ECLI:NL:HR:2023:159
Hoge Raad
- Cassatie
- Rechtspraak.nl
Cassatie van erfgenamen tegen gemeente Amsterdam inzake waardering onroerende zaken en verletkosten
In deze zaak hebben de erfgenamen van [A] (hierna: belanghebbenden) beroep in cassatie ingesteld tegen de uitspraak van het Gerechtshof Amsterdam van 25 november 2021. De zaak betreft de waardering van onroerende zaken voor het jaar 2017, specifiek de onroerende zaken gelegen aan [a-straat 1], te [Q]. De belanghebbenden waren het niet eens met de beschikkingen die hen door de gemeente Amsterdam waren gegeven op basis van de Wet waardering onroerende zaken. Daarnaast hebben zij een verzoek ingediend tot vergoeding van verletkosten.
De Hoge Raad heeft de klachten van de belanghebbenden beoordeeld, maar kwam tot de conclusie dat deze klachten niet konden leiden tot vernietiging van de uitspraak van het Hof. De Hoge Raad heeft in zijn oordeel geen verdere motivering hoeven geven, aangezien de vragen die aan de orde waren niet van belang waren voor de eenheid of ontwikkeling van het recht, zoals bedoeld in artikel 81, lid 1, van de Wet op de rechterlijke organisatie.

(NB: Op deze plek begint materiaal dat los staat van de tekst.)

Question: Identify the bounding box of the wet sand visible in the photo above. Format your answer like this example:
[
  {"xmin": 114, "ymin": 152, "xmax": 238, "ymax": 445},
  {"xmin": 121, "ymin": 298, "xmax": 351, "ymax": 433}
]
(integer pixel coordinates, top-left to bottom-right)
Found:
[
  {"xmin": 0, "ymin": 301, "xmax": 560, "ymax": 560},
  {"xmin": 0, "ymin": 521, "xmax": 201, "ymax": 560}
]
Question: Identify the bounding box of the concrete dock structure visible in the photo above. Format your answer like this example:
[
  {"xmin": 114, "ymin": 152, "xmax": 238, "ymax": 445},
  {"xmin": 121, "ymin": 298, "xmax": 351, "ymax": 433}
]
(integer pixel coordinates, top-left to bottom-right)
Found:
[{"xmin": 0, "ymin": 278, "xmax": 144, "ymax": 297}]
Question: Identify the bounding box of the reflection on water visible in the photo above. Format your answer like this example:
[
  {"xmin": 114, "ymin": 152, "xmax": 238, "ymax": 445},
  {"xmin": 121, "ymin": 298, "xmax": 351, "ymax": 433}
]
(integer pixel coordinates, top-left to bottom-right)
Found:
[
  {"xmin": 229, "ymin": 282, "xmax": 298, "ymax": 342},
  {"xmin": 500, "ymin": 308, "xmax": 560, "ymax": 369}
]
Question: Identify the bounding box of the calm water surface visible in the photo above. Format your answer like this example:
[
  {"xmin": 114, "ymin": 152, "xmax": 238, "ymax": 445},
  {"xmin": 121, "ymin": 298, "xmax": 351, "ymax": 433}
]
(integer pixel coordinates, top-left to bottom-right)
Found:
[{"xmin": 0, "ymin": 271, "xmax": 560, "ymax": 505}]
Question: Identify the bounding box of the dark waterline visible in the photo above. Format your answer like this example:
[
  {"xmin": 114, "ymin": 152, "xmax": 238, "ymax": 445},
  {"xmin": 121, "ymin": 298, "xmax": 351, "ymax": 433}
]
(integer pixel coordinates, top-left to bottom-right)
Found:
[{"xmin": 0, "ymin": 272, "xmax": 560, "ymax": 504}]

De Hoge Raad heeft ook geen aanleiding gezien om een veroordeling in de proceskosten uit te spreken. Uiteindelijk heeft de Hoge Raad het beroep in cassatie ongegrond verklaard. Dit arrest is uitgesproken op 3 februari 2023 door de vice-president R.J. Koopman, samen met de raadsheren P.A.G.M. Cools en A.E.H. van der Voort Maarschalk, in aanwezigheid van de waarnemend griffier S. Joosten.